Test Drive Notes Library
- Size. It’s a smallish crossover, that’s easy to maneuver in traffic and easy to park. Inside, it’s got good room up front, very decent room in back for two, and a good amount of cargo room in the back that expands dramatically if you drop the flat-folding rear seats. It’s a versatile car.
- Styling. It’s a nice looking vehicle. Both cute and modern.
- Easy to drive. Typical of Honda, driving it is effortless. It’ll also probably serve its owners for 150,000 mostly trouble-free miles, if Honda’s past history is a guide. The driving position puts you higher up than in a car, and visibility to the front and front-sides is good.
- All wheel drive. Makes it practical for the snow belt and the occasional-snow belt.
- Fuel economy. Rated by the EPA at 27 city, 32 highway, and 28 overall, and 28 overall is what we got. That’s quite good for a car with all-wheel drive.
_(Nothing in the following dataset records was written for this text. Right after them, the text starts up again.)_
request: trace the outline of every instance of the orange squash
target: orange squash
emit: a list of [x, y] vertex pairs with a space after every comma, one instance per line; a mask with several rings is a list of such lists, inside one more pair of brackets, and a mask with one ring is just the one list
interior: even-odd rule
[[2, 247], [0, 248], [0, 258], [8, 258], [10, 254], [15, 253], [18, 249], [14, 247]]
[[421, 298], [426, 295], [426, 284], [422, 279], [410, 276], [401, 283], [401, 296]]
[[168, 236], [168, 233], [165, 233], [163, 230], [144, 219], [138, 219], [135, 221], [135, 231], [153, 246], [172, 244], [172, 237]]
- Lane Watch. When you turn on your right directional signal, a camera in the right side view mirror activates, and you see what’s on your right in the center screen.
Test Drive Notes Library
- It’s no Honda Civic. The redesigned Civic has a high-quality feel, smooth ride, and great handling. The HR-V has none of those. There’s something cheap feeling about the HR-V. And, unlike many other Hondas, there’s nothing fun to drive about it. It reminds us of the old Toyota Matrix. Practical and appliance-like.
- While there’s enough room, the seats themselves are only adequate and not terribly comfortable. We wouldn’t want to spent 5 hours in the HR-V.
- Sometimes loud CVT transmission. While it delivered adequate power in town, the engine and transmission could get loud, whiny, and a bit slow under hard acceleration, like when entering a highway.
- Touch screen. The touch screen is plain old annoying. Especially the capacitive volume control that’s so much harder to use than a volume knob. The software is not terribly intuitive, and the navigation system is cheap, not even telling you the name of the street that it wants you to turn onto. So you hear “turn right,” instead of “turn right on Main Street.” That leaves you with one less way to verify that you’re making the correct turn. Overall, it’s a poor infotainment system, compared to others. You can avoid it by buying the lower trim versions, like the LX, which still has Bluetooth.
- Lane Watch is great for the right side. What about the left? And at night? Where’s the blind spot monitor that everyone else has now?
- No forward collision warning or emergency pre-collision braking available, which all cars should have.